Linux kernel mirror (for testing) git.kernel.org/pub/scm/linux/kernel/git/torvalds/linux.git
kernel os linux

dax: introduce holder for dax_device

Patch series "v14 fsdax-rmap + v11 fsdax-reflink", v2.

The patchset fsdax-rmap is aimed to support shared pages tracking for
fsdax.

It moves owner tracking from dax_assocaite_entry() to pmem device driver,
by introducing an interface ->memory_failure() for struct pagemap. This
interface is called by memory_failure() in mm, and implemented by pmem
device.

Then call holder operations to find the filesystem which the corrupted
data located in, and call filesystem handler to track files or metadata
associated with this page.

Finally we are able to try to fix the corrupted data in filesystem and do
other necessary processing, such as killing processes who are using the
files affected.

The call trace is like this:
memory_failure()
|* fsdax case
|------------
|pgmap->ops->memory_failure() => pmem_pgmap_memory_failure()
| dax_holder_notify_failure() =>
| dax_device->holder_ops->notify_failure() =>
| - xfs_dax_notify_failure()
| |* xfs_dax_notify_failure()
| |--------------------------
| | xfs_rmap_query_range()
| | xfs_dax_failure_fn()
| | * corrupted on metadata
| | try to recover data, call xfs_force_shutdown()
| | * corrupted on file data
| | try to recover data, call mf_dax_kill_procs()
|* normal case
|-------------
|mf_generic_kill_procs()


The patchset fsdax-reflink attempts to add CoW support for fsdax, and
takes XFS, which has both reflink and fsdax features, as an example.

One of the key mechanisms needed to be implemented in fsdax is CoW. Copy
the data from srcmap before we actually write data to the destination
iomap. And we just copy range in which data won't be changed.

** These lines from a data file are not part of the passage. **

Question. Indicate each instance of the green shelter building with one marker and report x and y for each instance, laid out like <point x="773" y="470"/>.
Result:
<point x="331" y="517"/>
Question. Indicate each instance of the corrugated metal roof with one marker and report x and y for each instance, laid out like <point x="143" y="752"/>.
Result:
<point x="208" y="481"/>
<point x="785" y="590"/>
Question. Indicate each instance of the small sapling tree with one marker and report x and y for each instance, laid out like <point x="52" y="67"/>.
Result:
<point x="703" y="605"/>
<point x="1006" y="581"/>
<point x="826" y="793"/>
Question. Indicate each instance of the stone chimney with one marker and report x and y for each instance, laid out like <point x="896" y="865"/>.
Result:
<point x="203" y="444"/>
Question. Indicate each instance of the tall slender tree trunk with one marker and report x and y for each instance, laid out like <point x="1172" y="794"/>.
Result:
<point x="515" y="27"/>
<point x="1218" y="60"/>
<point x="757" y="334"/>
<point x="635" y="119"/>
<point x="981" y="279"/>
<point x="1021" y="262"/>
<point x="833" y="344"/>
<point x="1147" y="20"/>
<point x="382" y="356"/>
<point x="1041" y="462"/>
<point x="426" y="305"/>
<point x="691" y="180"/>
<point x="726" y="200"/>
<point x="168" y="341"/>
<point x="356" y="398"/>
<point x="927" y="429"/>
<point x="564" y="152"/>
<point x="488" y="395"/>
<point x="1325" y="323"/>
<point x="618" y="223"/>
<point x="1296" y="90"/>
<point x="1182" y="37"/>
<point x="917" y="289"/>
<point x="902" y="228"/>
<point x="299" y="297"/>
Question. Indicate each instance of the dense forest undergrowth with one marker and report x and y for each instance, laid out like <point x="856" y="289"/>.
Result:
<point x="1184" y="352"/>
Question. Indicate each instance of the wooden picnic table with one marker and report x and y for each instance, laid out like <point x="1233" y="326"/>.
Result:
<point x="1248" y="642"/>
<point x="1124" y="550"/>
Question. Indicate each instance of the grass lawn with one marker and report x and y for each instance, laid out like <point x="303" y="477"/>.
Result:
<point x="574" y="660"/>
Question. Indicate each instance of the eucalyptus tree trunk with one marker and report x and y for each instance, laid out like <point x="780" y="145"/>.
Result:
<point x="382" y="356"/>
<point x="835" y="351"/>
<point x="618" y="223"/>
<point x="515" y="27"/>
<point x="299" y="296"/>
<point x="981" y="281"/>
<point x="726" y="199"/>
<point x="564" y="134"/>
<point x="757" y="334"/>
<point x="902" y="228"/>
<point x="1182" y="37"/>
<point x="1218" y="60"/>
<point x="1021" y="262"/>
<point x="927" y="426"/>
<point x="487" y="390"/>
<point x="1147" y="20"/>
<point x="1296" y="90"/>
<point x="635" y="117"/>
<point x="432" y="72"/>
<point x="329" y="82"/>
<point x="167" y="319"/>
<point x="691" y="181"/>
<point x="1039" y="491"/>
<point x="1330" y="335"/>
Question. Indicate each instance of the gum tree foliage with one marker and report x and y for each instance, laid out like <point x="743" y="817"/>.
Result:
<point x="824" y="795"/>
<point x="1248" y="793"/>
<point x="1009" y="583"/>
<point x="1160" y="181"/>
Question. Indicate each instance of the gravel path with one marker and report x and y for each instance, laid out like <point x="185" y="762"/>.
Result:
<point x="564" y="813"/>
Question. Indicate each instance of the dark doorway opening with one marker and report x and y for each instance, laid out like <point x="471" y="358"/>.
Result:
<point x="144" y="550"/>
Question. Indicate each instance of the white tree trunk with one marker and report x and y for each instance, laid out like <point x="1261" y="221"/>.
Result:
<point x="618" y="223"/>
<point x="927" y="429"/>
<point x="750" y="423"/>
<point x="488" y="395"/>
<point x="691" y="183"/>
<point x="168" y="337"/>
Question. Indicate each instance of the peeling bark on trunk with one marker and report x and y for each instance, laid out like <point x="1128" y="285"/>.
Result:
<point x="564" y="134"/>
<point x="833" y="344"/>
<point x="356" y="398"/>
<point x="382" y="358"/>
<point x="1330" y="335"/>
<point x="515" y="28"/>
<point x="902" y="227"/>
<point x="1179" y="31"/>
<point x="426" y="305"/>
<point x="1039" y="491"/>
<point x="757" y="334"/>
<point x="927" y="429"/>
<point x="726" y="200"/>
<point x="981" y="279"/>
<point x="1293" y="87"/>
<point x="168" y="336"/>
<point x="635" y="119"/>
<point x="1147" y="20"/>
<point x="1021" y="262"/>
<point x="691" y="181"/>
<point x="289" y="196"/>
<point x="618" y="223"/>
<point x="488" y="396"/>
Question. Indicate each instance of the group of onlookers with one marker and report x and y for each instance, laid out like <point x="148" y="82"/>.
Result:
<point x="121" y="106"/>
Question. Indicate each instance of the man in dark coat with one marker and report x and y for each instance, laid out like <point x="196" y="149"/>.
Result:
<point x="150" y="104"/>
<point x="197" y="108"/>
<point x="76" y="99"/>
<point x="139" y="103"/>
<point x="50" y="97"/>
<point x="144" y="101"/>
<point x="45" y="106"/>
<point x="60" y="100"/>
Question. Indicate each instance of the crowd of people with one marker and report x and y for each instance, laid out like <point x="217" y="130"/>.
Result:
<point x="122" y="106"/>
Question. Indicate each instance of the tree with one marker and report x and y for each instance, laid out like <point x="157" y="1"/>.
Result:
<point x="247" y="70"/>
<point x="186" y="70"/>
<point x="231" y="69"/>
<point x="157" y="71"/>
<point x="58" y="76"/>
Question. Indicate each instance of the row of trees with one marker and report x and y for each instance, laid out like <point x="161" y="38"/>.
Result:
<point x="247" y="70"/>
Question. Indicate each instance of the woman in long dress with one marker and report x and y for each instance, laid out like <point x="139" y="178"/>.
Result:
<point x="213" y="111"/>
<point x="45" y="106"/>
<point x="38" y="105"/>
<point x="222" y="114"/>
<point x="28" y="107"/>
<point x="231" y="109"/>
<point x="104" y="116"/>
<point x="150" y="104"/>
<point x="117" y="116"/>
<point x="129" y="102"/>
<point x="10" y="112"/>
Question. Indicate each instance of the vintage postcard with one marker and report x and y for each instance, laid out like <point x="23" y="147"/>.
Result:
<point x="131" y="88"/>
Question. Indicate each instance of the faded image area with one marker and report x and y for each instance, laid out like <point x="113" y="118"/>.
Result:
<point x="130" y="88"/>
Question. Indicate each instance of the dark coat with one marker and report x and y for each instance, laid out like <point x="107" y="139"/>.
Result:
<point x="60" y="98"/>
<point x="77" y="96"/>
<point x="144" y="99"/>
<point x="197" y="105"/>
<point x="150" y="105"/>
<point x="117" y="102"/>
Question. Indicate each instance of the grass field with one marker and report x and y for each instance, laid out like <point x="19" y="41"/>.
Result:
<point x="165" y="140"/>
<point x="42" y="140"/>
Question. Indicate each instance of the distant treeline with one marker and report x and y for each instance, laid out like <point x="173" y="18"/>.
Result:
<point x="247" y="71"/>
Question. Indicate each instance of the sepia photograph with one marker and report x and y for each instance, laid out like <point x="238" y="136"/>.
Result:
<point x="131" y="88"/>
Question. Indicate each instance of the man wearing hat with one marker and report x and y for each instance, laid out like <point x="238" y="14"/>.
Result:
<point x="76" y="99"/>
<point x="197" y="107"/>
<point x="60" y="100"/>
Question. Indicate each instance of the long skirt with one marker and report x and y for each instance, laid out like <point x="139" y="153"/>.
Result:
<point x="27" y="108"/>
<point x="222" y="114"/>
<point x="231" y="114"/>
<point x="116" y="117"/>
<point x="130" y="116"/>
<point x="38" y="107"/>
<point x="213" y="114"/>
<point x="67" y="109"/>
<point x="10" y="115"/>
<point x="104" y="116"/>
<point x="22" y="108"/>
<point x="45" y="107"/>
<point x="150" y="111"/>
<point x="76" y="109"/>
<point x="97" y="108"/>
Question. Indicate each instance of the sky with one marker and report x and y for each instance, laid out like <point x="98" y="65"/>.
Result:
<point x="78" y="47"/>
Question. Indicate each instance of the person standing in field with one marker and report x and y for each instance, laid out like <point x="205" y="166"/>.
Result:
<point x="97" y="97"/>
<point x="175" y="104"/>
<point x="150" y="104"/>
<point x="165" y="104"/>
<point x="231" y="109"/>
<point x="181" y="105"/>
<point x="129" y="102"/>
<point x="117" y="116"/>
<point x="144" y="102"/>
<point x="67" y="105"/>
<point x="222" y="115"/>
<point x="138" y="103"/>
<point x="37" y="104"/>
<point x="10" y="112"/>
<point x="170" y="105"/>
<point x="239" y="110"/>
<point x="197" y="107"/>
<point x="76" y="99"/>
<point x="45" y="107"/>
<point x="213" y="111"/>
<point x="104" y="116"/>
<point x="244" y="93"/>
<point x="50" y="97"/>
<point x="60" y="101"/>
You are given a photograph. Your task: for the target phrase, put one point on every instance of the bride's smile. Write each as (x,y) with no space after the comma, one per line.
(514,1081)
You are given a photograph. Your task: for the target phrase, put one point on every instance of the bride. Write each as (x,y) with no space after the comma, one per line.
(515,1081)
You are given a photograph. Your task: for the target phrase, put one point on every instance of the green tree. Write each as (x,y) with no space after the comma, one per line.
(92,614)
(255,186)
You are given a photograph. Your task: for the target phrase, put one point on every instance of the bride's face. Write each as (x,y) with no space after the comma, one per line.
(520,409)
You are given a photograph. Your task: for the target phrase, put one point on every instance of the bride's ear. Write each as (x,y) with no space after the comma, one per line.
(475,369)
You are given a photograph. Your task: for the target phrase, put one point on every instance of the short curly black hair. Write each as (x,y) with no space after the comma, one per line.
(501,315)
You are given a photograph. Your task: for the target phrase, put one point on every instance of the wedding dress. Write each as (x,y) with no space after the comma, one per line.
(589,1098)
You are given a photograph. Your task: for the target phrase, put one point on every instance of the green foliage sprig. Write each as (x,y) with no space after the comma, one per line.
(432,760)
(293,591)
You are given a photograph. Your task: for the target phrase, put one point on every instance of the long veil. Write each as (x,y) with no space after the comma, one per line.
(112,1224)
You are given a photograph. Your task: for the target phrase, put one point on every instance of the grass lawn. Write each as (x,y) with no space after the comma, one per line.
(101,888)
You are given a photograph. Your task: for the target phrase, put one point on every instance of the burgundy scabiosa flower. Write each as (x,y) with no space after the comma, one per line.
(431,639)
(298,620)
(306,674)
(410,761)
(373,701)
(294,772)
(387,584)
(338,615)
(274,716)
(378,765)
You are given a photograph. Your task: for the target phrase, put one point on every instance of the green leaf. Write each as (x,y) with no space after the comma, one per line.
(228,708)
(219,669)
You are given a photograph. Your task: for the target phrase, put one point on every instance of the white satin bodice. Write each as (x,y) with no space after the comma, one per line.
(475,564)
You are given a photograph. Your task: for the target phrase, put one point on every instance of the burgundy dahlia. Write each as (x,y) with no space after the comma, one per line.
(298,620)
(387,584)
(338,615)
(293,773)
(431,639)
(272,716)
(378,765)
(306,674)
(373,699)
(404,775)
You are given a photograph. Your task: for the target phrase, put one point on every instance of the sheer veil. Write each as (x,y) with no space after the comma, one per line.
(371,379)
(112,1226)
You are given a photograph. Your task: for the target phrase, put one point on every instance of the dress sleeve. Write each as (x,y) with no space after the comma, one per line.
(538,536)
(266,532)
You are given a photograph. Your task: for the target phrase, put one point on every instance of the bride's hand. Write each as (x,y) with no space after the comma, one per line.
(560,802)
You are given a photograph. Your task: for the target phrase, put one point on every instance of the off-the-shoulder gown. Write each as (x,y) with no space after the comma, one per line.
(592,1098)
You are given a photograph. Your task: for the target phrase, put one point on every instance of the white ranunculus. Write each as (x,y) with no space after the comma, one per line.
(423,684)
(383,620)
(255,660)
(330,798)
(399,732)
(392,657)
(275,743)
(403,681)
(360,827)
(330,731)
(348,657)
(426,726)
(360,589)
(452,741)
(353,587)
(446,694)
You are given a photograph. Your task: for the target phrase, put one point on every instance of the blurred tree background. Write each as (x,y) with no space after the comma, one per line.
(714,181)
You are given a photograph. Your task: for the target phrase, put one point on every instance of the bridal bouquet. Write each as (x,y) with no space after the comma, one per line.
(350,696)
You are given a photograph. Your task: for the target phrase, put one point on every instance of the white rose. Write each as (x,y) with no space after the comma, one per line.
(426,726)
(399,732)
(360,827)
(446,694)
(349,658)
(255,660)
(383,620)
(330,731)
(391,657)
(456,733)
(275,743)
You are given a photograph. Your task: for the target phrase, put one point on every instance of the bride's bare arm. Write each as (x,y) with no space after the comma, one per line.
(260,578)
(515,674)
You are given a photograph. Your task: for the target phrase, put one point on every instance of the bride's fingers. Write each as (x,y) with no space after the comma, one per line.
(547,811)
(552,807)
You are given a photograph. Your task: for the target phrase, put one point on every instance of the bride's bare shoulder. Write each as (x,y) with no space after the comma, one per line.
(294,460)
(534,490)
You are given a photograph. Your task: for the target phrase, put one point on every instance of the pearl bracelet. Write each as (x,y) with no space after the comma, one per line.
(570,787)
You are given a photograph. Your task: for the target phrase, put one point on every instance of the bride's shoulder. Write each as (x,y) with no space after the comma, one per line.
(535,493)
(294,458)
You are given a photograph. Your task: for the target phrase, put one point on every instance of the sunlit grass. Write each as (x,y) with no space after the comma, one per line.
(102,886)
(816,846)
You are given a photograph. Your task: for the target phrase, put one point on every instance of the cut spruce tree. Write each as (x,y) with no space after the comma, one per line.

Another mechanism is range comparison. In page cache case, readpage() is
used to load data on disk to page cache in order to be able to compare
data. In fsdax case, readpage() does not work. So, we need another
compare data with direct access support.

With the two mechanisms implemented in fsdax, we are able to make reflink
and fsdax work together in XFS.


This patch (of 14):

To easily track filesystem from a pmem device, we introduce a holder for
dax_device structure, and also its operation. This holder is used to
remember who is using this dax_device:

- When it is the backend of a filesystem, the holder will be the
instance of this filesystem.
- When this pmem device is one of the targets in a mapped device, the
holder will be this mapped device. In this case, the mapped device
has its own dax_device and it will follow the first rule. So that we
can finally track to the filesystem we needed.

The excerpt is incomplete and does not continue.